いつまでも逃げ続けるレムリアに苛立ちを覚えたブラックは電気の出力を高め、レムリアに急接近し、バチバチに帯電させた右拳で殴りにかかる。その瞬間、今まで背中を向けて逃げていたレムリアが急に振り向きその拳を素手で受け止める。
「おうおうおう!面白えじゃねーかよ!」
普通であれば感電しながら吹っ飛ぶ攻撃を、難なく受け止めるレムリアを見てテンションが上がるブラック。すぐに蹴りを入れる。レムリアも同じく蹴りを入れ、ブラックから距離を取る。
「サンダーボルト…なるほど。なぜゴブリンが魔王なのか、と思っていたが、その理由が分かったよ。確かに強い。しかし、その電撃なら対処出来るぞ。」
ブラックの電撃は喰らうとビリビリくる。しかし、レムリアは電撃の受け流し方をアメジストから伝授していたのだ。
「なら、やってみろやぁ!」
ブラックは両手を前に出し、電撃を乱れ撃つ。それに対しレムリアは左手を前に出し構える。ブラックから放たれた電撃は全てレムリアの左手に吸い込まれ、身体を通り地面に流される。レムリアは全身の痺れを感じつつも、身体の具合を確かめるかのように各部位をゆっくり動かす。
「ふっ、面白え。じゃぁ、こんなのはどうだ?」
ブラックは全身に電気を張り巡らせる。そしてすっと脱力した瞬間、レムリアへと一気に距離を詰める。そのスピードは宛ら稲妻のようだった。一瞬のうちに距離を詰めたブラックはそのままのスピードでレムリアのお腹に正拳突きを繰り出す。この攻撃を防ぐには、そのスピードに勝る速さで防御するか、鉄壁の防御力で耐えるか。ブラックはこの最速の攻撃に自信を持っていた。これを防ぐ事が出来るのは魔王クラスの者。目の前にいるこのレムリアがこの攻撃を防ぐ事が出来なければ、魔王失格。そのまま倒し、自国へ奴隷として迎え入れるつもりだ。

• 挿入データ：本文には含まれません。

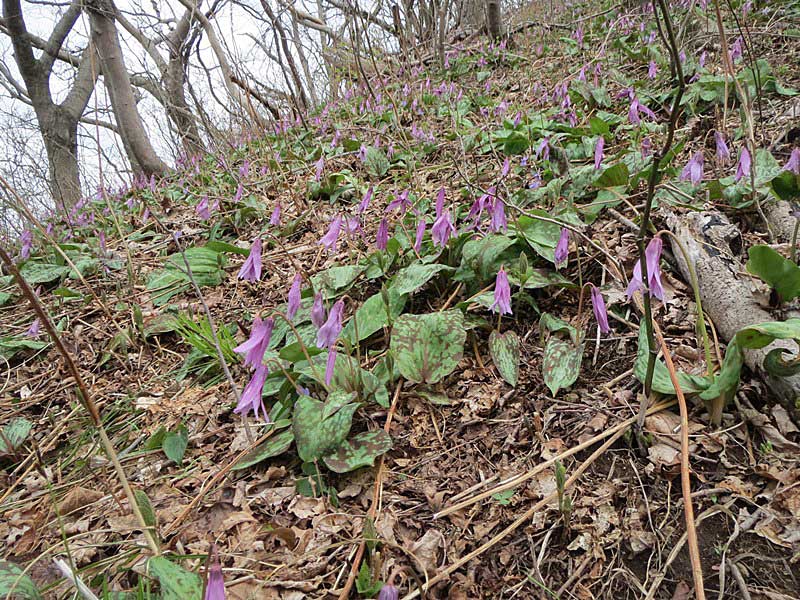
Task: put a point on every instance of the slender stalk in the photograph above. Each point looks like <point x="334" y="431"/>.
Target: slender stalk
<point x="84" y="395"/>
<point x="652" y="181"/>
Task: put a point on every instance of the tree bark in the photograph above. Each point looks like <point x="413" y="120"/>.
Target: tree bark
<point x="123" y="102"/>
<point x="58" y="123"/>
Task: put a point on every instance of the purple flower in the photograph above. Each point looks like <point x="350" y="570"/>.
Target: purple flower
<point x="693" y="171"/>
<point x="419" y="236"/>
<point x="743" y="166"/>
<point x="562" y="248"/>
<point x="362" y="207"/>
<point x="599" y="309"/>
<point x="320" y="166"/>
<point x="330" y="330"/>
<point x="318" y="311"/>
<point x="329" y="366"/>
<point x="255" y="347"/>
<point x="793" y="164"/>
<point x="294" y="297"/>
<point x="598" y="151"/>
<point x="251" y="396"/>
<point x="723" y="153"/>
<point x="33" y="330"/>
<point x="502" y="294"/>
<point x="329" y="239"/>
<point x="275" y="218"/>
<point x="251" y="269"/>
<point x="388" y="592"/>
<point x="499" y="221"/>
<point x="652" y="255"/>
<point x="215" y="590"/>
<point x="382" y="237"/>
<point x="202" y="209"/>
<point x="27" y="244"/>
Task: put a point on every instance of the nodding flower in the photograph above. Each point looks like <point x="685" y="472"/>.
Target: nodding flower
<point x="256" y="345"/>
<point x="502" y="294"/>
<point x="652" y="255"/>
<point x="293" y="303"/>
<point x="251" y="269"/>
<point x="562" y="248"/>
<point x="693" y="171"/>
<point x="599" y="309"/>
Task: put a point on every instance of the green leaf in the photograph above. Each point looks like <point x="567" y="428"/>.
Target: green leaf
<point x="427" y="348"/>
<point x="359" y="451"/>
<point x="377" y="164"/>
<point x="176" y="582"/>
<point x="336" y="279"/>
<point x="14" y="433"/>
<point x="16" y="584"/>
<point x="175" y="443"/>
<point x="778" y="272"/>
<point x="146" y="508"/>
<point x="562" y="363"/>
<point x="504" y="349"/>
<point x="315" y="435"/>
<point x="613" y="176"/>
<point x="416" y="275"/>
<point x="273" y="446"/>
<point x="371" y="316"/>
<point x="35" y="273"/>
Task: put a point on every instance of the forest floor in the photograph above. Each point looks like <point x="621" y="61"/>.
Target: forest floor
<point x="523" y="119"/>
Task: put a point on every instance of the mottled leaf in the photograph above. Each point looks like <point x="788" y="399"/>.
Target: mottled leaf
<point x="176" y="582"/>
<point x="504" y="349"/>
<point x="360" y="451"/>
<point x="14" y="433"/>
<point x="562" y="363"/>
<point x="273" y="446"/>
<point x="316" y="436"/>
<point x="428" y="347"/>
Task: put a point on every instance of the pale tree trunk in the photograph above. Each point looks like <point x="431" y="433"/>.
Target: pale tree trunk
<point x="123" y="102"/>
<point x="58" y="123"/>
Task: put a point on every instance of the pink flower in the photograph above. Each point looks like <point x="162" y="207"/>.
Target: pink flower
<point x="598" y="151"/>
<point x="723" y="153"/>
<point x="251" y="269"/>
<point x="275" y="218"/>
<point x="294" y="297"/>
<point x="562" y="248"/>
<point x="652" y="255"/>
<point x="255" y="347"/>
<point x="329" y="332"/>
<point x="693" y="171"/>
<point x="744" y="164"/>
<point x="318" y="311"/>
<point x="251" y="396"/>
<point x="793" y="164"/>
<point x="599" y="309"/>
<point x="329" y="239"/>
<point x="502" y="294"/>
<point x="215" y="590"/>
<point x="382" y="237"/>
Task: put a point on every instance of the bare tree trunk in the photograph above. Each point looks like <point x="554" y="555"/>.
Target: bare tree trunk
<point x="58" y="123"/>
<point x="123" y="102"/>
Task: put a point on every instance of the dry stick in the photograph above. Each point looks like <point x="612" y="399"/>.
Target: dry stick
<point x="217" y="345"/>
<point x="521" y="520"/>
<point x="373" y="509"/>
<point x="686" y="484"/>
<point x="86" y="398"/>
<point x="516" y="480"/>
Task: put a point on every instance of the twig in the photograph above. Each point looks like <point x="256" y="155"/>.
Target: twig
<point x="85" y="396"/>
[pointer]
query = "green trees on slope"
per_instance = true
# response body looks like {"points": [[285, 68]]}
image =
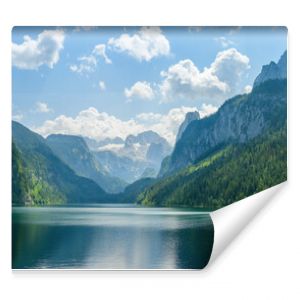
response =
{"points": [[226, 176]]}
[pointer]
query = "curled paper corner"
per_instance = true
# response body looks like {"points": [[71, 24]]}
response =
{"points": [[230, 221]]}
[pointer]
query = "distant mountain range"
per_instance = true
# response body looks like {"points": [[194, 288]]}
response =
{"points": [[74, 151], [234, 153], [239, 150], [136, 157], [39, 177]]}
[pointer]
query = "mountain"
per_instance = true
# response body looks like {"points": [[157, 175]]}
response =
{"points": [[74, 151], [138, 154], [224, 176], [273, 71], [94, 145], [234, 153], [132, 191], [238, 120], [123, 167], [189, 117], [39, 177]]}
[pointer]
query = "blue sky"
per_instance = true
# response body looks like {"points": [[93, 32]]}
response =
{"points": [[131, 77]]}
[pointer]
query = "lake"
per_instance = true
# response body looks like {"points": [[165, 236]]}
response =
{"points": [[110, 237]]}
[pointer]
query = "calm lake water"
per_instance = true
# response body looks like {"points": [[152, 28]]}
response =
{"points": [[110, 237]]}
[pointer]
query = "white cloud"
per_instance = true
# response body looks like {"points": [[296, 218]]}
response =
{"points": [[207, 109], [224, 42], [91, 123], [147, 43], [247, 89], [32, 54], [100, 125], [42, 107], [100, 50], [88, 64], [141, 89], [184, 80], [17, 117], [102, 85]]}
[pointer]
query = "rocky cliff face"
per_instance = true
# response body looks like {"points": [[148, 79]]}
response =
{"points": [[238, 120], [74, 151], [189, 117], [273, 71]]}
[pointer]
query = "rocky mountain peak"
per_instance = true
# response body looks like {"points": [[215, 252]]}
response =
{"points": [[189, 117], [273, 71]]}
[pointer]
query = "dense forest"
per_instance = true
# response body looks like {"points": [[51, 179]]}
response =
{"points": [[236, 152], [39, 177], [225, 176]]}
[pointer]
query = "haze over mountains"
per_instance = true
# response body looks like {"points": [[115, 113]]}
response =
{"points": [[219, 159]]}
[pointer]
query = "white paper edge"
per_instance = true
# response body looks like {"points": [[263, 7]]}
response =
{"points": [[232, 219]]}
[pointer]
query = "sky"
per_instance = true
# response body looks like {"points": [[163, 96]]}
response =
{"points": [[114, 81]]}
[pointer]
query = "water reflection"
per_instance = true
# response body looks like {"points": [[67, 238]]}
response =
{"points": [[111, 237]]}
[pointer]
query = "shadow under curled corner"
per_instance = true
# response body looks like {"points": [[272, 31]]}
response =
{"points": [[231, 220]]}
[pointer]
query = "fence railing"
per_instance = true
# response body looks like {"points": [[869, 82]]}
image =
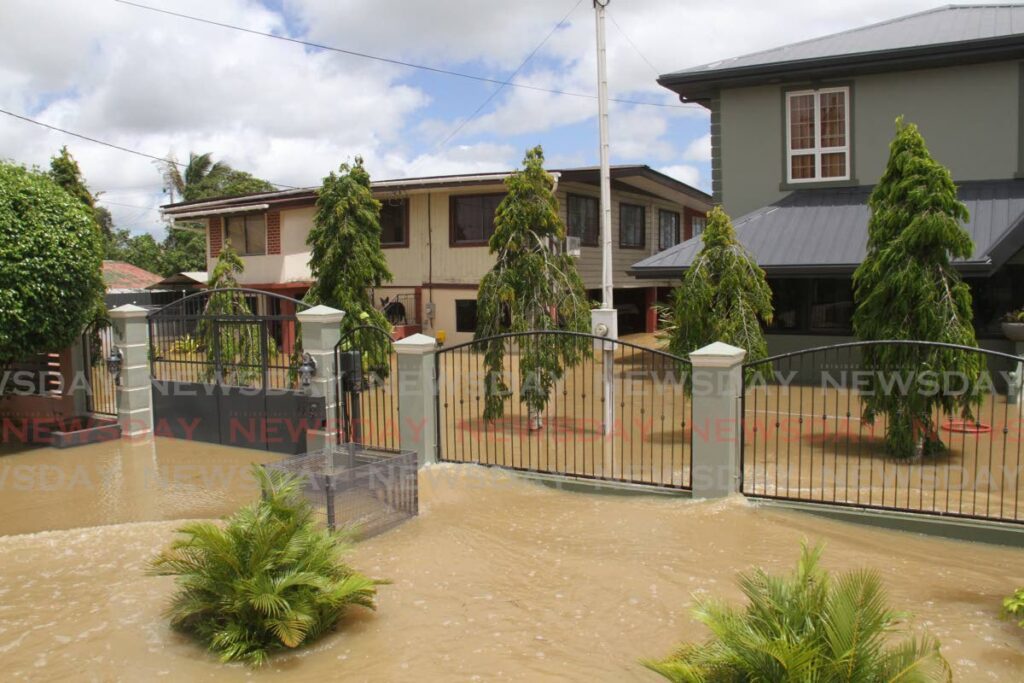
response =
{"points": [[819, 424], [367, 388], [564, 432], [97, 343]]}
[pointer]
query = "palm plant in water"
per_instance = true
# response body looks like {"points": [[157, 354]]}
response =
{"points": [[235, 342], [806, 627], [268, 580]]}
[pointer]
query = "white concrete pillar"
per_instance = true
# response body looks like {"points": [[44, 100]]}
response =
{"points": [[321, 333], [134, 391], [418, 396], [717, 425]]}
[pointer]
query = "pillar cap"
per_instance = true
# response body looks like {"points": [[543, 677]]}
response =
{"points": [[718, 354], [128, 310], [418, 343], [321, 313]]}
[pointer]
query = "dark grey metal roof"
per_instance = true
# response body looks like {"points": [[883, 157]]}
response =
{"points": [[820, 231], [948, 31]]}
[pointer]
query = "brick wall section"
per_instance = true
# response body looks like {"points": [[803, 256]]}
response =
{"points": [[216, 230], [273, 232]]}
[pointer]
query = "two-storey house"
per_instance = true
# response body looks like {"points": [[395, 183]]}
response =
{"points": [[434, 231], [800, 134]]}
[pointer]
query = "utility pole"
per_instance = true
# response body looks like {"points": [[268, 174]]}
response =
{"points": [[605, 319], [602, 121]]}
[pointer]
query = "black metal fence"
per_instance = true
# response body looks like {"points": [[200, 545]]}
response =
{"points": [[97, 343], [361, 489], [367, 388], [225, 370], [647, 440], [256, 344], [810, 432]]}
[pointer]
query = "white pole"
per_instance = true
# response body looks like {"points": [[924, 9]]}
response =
{"points": [[602, 120], [607, 302]]}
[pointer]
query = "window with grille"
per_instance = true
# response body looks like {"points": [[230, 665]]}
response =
{"points": [[817, 135]]}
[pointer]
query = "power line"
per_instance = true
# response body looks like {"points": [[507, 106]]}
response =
{"points": [[390, 60], [128, 206], [630, 41], [112, 144], [501, 87]]}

ブラックはレムリアを気に入らなかった。見るからに弱そうな見た目で千年前に一度死んでいるという。つまりは敗者だ。そんなレムリアが堂々としている事が許せなかった。ブラックは、力こそ全てという考えの持ち主。一度負けた奴に発言権は無いと思っている程だ。だからこの戦いで目の前にいる一度復活した魔王を見定めようとしていた。目の前にいる少女の姿をした魔物が本当に魔王なのか否かを。